As he and Mark made their way toward the exit, Rob gestured at one of the offers in the brochure and asked for the benefit of the woman behind the counter, "Mark, do you think that the standard package would have enough square footage for us?"
"I don't know." Mark scratched his forehead as they reached the door, which Rob pulled open for him. "Would there be enough room for our television? That's a deal breaker. We'll have to measure the television to see if we'll need the deluxe package."

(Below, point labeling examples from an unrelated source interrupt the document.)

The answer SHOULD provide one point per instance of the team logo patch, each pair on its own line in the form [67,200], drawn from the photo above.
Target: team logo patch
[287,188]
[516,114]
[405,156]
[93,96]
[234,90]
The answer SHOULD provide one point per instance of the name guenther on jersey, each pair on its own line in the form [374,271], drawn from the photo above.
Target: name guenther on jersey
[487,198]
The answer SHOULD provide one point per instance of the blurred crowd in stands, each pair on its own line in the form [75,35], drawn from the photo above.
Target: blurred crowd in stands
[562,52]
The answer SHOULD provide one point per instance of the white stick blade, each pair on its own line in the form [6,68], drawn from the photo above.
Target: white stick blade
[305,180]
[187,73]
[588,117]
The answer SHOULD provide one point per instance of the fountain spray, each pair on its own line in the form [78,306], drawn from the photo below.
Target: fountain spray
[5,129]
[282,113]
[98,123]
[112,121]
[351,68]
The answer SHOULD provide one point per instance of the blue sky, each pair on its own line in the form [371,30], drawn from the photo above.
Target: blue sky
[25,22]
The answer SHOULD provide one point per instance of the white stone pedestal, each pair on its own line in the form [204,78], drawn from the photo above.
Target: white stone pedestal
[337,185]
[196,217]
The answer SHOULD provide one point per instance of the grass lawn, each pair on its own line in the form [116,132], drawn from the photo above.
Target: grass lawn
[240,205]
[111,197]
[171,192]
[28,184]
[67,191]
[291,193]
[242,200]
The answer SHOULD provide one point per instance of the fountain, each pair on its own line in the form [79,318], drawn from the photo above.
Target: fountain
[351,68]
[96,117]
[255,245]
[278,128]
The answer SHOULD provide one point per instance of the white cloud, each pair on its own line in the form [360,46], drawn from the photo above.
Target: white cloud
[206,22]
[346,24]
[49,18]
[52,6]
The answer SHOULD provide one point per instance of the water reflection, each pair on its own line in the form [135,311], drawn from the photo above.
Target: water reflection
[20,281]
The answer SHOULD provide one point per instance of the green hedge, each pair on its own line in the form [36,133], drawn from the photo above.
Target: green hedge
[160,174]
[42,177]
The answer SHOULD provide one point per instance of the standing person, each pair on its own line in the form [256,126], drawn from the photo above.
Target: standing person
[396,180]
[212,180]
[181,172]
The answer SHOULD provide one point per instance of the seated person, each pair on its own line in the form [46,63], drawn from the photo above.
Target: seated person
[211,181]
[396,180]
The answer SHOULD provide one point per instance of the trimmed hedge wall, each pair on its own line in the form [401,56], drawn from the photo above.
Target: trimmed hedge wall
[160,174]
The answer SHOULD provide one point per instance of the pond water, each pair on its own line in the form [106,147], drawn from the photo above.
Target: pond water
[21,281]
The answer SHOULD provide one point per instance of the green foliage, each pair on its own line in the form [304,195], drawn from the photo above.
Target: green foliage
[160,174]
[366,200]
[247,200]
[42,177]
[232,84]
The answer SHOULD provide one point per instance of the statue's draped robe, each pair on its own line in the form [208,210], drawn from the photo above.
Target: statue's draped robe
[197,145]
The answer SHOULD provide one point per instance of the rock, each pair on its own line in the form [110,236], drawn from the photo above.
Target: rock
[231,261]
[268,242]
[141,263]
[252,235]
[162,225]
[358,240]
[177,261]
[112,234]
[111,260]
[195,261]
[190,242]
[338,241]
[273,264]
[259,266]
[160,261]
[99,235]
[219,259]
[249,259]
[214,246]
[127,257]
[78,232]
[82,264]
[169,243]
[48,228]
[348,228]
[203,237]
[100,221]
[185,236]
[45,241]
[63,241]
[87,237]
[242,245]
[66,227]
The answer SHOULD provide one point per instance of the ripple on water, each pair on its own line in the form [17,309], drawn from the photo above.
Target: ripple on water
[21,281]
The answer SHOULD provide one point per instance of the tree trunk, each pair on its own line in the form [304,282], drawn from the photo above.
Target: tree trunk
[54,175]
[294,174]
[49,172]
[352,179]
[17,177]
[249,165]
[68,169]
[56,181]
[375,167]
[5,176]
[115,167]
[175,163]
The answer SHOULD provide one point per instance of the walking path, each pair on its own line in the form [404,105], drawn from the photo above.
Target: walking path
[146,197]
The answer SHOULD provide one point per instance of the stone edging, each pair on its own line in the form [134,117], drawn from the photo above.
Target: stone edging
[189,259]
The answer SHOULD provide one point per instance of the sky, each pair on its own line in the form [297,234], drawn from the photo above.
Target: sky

As soon as the door had shut behind them with a tinkle of a silver bell, Rob observed in a highly satisfied fashion, "That was a productive stop. Now we know that Rizzo and Silky rented a space to store our stolen Christmas tree."
"We have no proof it was Rizzo or Silky who took the tree." Mark shook his head as they resumed their path down the sidewalk, heading back to the hotel.
"You're the type of fool I'd use as a blueprint to build an idiot." Peeved, Rob rolled his eyes. "Was your brain taking a leave of absence when that lady told us that a talkative teammate of ours rented a space to store a Christmas tree? Who would the talkative teammate be except Rizzo, genius?"
"Any number of people." Mark sighed. "Mac, you kept up a steady stream of words in that shop, so if that woman was describing you to one of our teammates, she'd probably refer to you as talkative, too. Besides, almost anyone can act talkative even if they're not. I mean, you saw me pull that off when I took Rizzo's key in the locker room."
"Next you'll be trying to convince me that Pav was the talkative teammate the lady spoke of." Rob snorted. "That's the final illogical extension of your absurd premise."
"If I were you, which, fortunately, I'm not, I wouldn't underestimate quiet people, Robbie," warned Mark, blue eyes narrowing. "Pav is a skilled hunter, so I bet he would know how to throw us off his scent in a situation like this."
"As if Pav would exchange two words with a stranger even if they were the last people alive after a nuclear fallout." Rob sniggered "Honestly, the only thing that would have provided more condemning evidence against Rizzo and Silky is if the woman had specifically stated that our talkative teammate was accompanied by a slow one."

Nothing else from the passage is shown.